Justiça estadual anula reeleição de time cearense

 Em decisão unânime, a 4ª Câmara de Direito Privado do Tribunal de Justiça do Ceará (TJCE) anulou, durante a sessão desta terça-feira (1º/03), a eleição para a escolha dos novos membros da Diretoria Executiva do Ceará Sporting Club, que aconteceu em 15 de dezembro do ano passado, reconhecendo a nulidade da candidatura da chapa “Fechados com o Vozão”. O presidente reeleito já tinha assumido o cargo nos anos de 2016 e 2017, sendo reconduzido para 2018 a 2021. Desta forma, não poderia ter a recondução do cargo para a terceira gestão consecutiva – triênio 2022/2024.

Segundo o relator do caso, desembargador Raimundo Nonato Silva Santos, “as exigências contidas no Programa de Responsabilidade Fiscal do Futebol Brasileiro (PROFUT), no qual o Ceará aderiu, voluntariamente, atendem aos princípios da razoabilidade. Portanto, não é possível admitir três reeleições consecutivas de membros do Conselho Executivo”.

Logo após o resultado da eleição, a chapa adversária ingressou com ação de tutela de urgência na 27ª Vara Cível da Comarca de Fortaleza, requerendo a anulação ou suspensão da eleição, sustentando que o artigo 125 do Ceará Sporting Club determinou que a limitação da reeleição já passaria a valer a partir do pleito eleitoral de 15 de outubro de 2015, o que não permitiria a recondução da chapa “Fechados com o Vozão”. O Juízo de 1º Grau indeferiu o pedido.

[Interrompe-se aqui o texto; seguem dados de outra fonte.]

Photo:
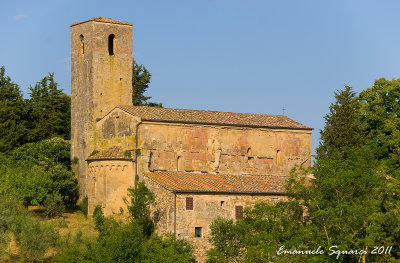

Objetivando reformar a decisão, a chapa ingressou no TJCE com um agravo de instrumento.

Ao analisar o processo, a 4° Câmara de Direito Privado, por unanimidade, deu provimento ao recurso, deferindo a tutela antecipada e, por consequência, anulando o pleito eleitoral. “Não é possível a reeleição, como alega a parte recorrida, pois caso fosse admitida, dois dos três membros do Conselho Executivo do Ceará Sporting Clube permaneceriam no cargo por até oito anos, afrontando a lógica imposta do artigo 4º da Lei Federal nº 13.155/2015, pois, embora o mandato final limite-se ao período de oito anos, teríamos três reconduções, o que é vedado pelo mesmo dispositivo”, explicou desembargador Raimundo Nonato Silva Santos.

Além desse processo, o Colegiado julgou mais 107 ações, com cinco sustentações orais em aproximadamente 1h41min. Os demais integrantes da 4ª Câmara de Direito Privado, que acompanharam o voto do relator são: desembargadora Maria do Livramento Alves Magalhães e o desembargador Durval Aires Filho.